Boron trifluoride Formula
Boron trifluoride, also known as trifluorborano, is an inorganic compound very used as catalyst and Lewis acid to produce high purity boron or boron compounds.
Formula and structure: The boron trifluoride chemical formula is BF3. Its molar mass is 67.805 g mol-1. Similar to boron bromide structure, boron atom is the molecule center and forms three simple bonds with each fluoride, showing a planar-trigonal structure and an empty p-orbital on the boron atom. BF3 molecule is also an exception to the rules of octet of valence electrons. Its chemical structure can be written as below, in the common representations used for organic molecules.
Occurrence: Boron trifluoride does not exist in nature. It was synthesized by the first time in 1808.
Preparation: Boron trifluoride is mainly prepared from hydrofluoric acid, sulfuric acid and anhydrous borax (I) or through the reaction between sodium tetrafluoroborate, boron trioxide and sulfuric acid (II):
B2O3+ 6 HF → 2 BF+ 3 H2O (I)
6 NaBF4 + B2O3 + 6 H2SO4 → 8 BF3 + 6 NaHSO4 + 3 H2O (II)
Alternatively, BF3 may be produced by boric acid, sulfuric acid and ammonium bifluoride.

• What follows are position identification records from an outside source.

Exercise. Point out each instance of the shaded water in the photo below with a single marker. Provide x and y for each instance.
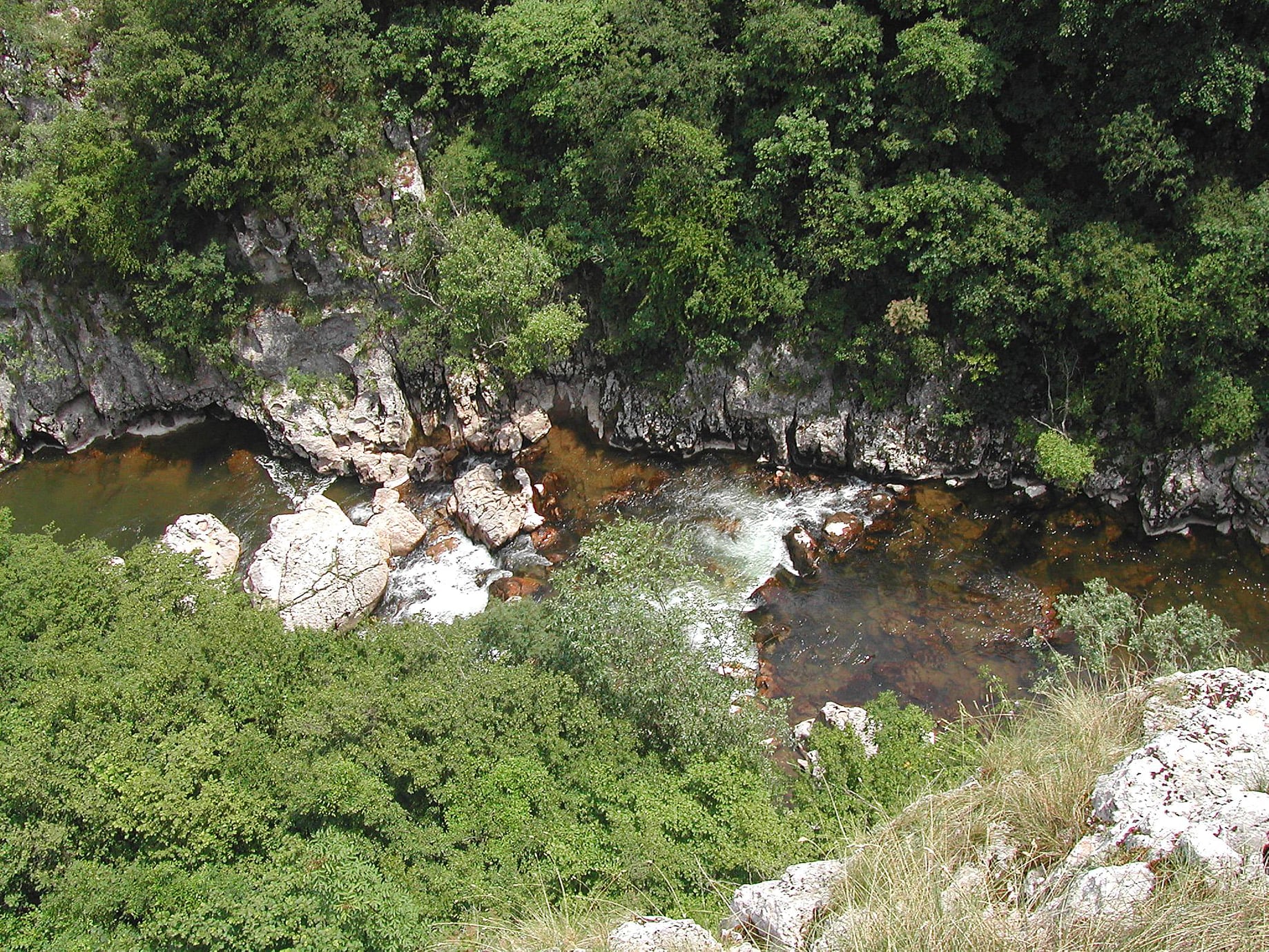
(922, 608)
(130, 489)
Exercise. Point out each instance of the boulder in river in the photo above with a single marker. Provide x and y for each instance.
(842, 531)
(399, 530)
(804, 551)
(319, 569)
(492, 508)
(209, 540)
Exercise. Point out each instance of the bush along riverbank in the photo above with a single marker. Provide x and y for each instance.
(182, 772)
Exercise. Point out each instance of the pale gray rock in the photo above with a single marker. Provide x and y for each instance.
(967, 890)
(854, 720)
(655, 933)
(1111, 891)
(781, 912)
(351, 417)
(209, 540)
(319, 569)
(399, 530)
(1201, 847)
(1194, 785)
(531, 420)
(493, 509)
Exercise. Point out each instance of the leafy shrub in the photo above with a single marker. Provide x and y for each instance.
(178, 770)
(1223, 411)
(853, 790)
(1108, 623)
(1063, 460)
(625, 637)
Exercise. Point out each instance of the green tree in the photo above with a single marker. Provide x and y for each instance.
(489, 295)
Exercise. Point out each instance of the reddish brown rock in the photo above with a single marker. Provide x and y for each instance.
(881, 502)
(769, 592)
(514, 587)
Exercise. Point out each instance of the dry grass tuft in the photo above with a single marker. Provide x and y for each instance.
(1025, 813)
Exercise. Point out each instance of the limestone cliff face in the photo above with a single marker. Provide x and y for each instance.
(331, 391)
(333, 394)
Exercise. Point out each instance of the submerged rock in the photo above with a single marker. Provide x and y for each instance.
(492, 511)
(804, 551)
(209, 540)
(655, 933)
(319, 569)
(842, 531)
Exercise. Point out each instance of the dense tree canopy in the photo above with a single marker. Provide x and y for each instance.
(180, 772)
(1073, 192)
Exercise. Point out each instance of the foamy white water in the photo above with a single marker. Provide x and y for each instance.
(454, 584)
(736, 527)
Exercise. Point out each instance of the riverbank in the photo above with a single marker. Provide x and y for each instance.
(949, 585)
(334, 394)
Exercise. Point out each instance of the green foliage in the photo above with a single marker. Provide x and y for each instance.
(1111, 628)
(496, 299)
(1063, 460)
(1049, 178)
(851, 788)
(10, 271)
(1140, 155)
(1223, 410)
(178, 770)
(623, 637)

Physical properties: Boron trifluoride is a colorless toxic gas with an irritating odor. Its melting and boiling point are -127 ºC and -100 ºC, respectively. Its density is 0.90 g mL-1. Boron trifluoride is soluble in water. It is also soluble in sulfuric acid and organic solvents such as benzeno, carbon tetrachloride, sulfur dioxide and chloroform.
Chemical properties: Boron trifluoride is slowly hydrolyzed in water to form hydrofluoric acid. Consequently with their planar-trigonal structure, boron fluoride is a nonpolar molecule due its polar momentum is zero. Similarly to boron tribromide, BF3 is a Lewis acid due it is "electron deficient and it reacts rapidly with Lewis bases to form Lewis adducts, for example in the reaction between cesium fluoride and BF3 to obtain cesium tetrafluorborate:
CsF + BF3 → CsBF4
Uses: Boron trifluoride is an important Lewis acid very used in organic synthesis. Some of the processes that use BF3 are the production of adhesives and sealant chemicals and lubricants and lubricant additives. It is also a catalyst uses in reaction of alkylation, esterification and condensation. BF3 is the raw material to prepare some boron compounds such as diborane.
Health effects/safety hazards: Boron trifluoride is very toxic by inhalation. It causes severe damages in eyes and skin. In water BF3 forms hydrofluoric acid, which is highly corrosive. When heated, it produces white toxic fumes of fluoride. It decomposes in contact with water. BF3 may attack plastic and rubber.